Ernie Haynes never imagined that taking care of his three grandsons after his daughter’s drug overdose death would turn him into a felon at the hands of a longtime Ohio prosecutor known to sidestep the rules intended to protect a defendant’s rights in criminal trials.

A week after his daughter died in December 2017, the court granted temporary custody of the children to their biological father, a man Haynes said also struggled with drug addiction. When Haynes refused to give up his grandchildren, Wood County authorities arrested him and charged him with six counts of abduction. The action sparked a five-year legal battle to clear his name.

“We never got to grieve … because immediately we were plunged into this hell,” said Haynes’ wife, Marcella Haynes.

Ernie Haynes, 59, didn’t know it, but the assistant prosecutor who would try his case, Thomas Matuszak, had a track record of repeatedly violating legal standards to sway juries at trials and win convictions, according to court findings.

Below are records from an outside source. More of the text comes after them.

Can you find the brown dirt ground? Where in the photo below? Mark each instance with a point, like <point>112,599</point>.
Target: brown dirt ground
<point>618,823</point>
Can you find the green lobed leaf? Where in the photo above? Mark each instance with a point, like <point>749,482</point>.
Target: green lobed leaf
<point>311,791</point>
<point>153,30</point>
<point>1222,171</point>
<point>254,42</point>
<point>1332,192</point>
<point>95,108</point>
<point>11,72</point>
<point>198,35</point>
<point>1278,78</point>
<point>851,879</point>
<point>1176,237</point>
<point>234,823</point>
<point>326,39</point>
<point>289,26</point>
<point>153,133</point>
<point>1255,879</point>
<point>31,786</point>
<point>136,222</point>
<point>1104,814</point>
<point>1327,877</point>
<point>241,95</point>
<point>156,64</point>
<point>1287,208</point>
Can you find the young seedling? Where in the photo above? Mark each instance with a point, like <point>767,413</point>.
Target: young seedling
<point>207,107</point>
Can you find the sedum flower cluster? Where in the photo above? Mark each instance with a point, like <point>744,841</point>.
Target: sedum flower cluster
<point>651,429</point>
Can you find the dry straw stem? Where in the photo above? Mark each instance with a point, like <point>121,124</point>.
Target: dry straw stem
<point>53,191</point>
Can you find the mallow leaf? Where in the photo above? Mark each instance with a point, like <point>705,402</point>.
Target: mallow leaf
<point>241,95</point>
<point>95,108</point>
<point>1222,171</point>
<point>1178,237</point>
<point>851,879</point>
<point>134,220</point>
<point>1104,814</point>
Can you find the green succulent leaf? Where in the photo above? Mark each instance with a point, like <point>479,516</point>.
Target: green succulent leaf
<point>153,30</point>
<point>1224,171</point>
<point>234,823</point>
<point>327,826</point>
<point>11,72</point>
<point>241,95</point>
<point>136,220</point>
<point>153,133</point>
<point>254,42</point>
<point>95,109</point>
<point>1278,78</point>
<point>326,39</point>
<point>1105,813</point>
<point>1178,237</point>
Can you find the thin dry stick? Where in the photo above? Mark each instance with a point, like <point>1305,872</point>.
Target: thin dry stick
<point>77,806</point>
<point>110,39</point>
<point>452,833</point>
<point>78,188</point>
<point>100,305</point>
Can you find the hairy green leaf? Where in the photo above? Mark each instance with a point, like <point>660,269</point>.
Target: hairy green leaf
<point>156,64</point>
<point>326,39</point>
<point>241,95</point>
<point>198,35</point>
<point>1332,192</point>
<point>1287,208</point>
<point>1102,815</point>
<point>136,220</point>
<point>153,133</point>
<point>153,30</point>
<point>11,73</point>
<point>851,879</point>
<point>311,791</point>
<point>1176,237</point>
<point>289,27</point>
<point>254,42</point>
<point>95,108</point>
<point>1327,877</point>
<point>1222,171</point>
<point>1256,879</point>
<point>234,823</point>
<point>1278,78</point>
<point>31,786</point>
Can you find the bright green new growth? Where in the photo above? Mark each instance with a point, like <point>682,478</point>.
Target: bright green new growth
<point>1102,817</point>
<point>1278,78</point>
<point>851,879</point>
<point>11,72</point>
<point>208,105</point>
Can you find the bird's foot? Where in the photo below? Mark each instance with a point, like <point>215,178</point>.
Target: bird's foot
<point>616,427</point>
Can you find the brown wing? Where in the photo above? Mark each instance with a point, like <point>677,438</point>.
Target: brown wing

He would do the same in Haynes’ case.

And it wouldn’t be the last.

Matuszak is one of about 100 prosecutors across Ohio who the courts found had violated standards meant to preserve a defendant’s civil rights in criminal trials, an investigation by Columbia Journalism Investigations, NPR and member station WVXU in Cincinnati, and The Ohio Newsroom found. He is one of 13 who did so more than once. Together, these 13 prosecutors accounted for nearly one-third of the 104 cases in the state where courts found that prosecutors acted improperly.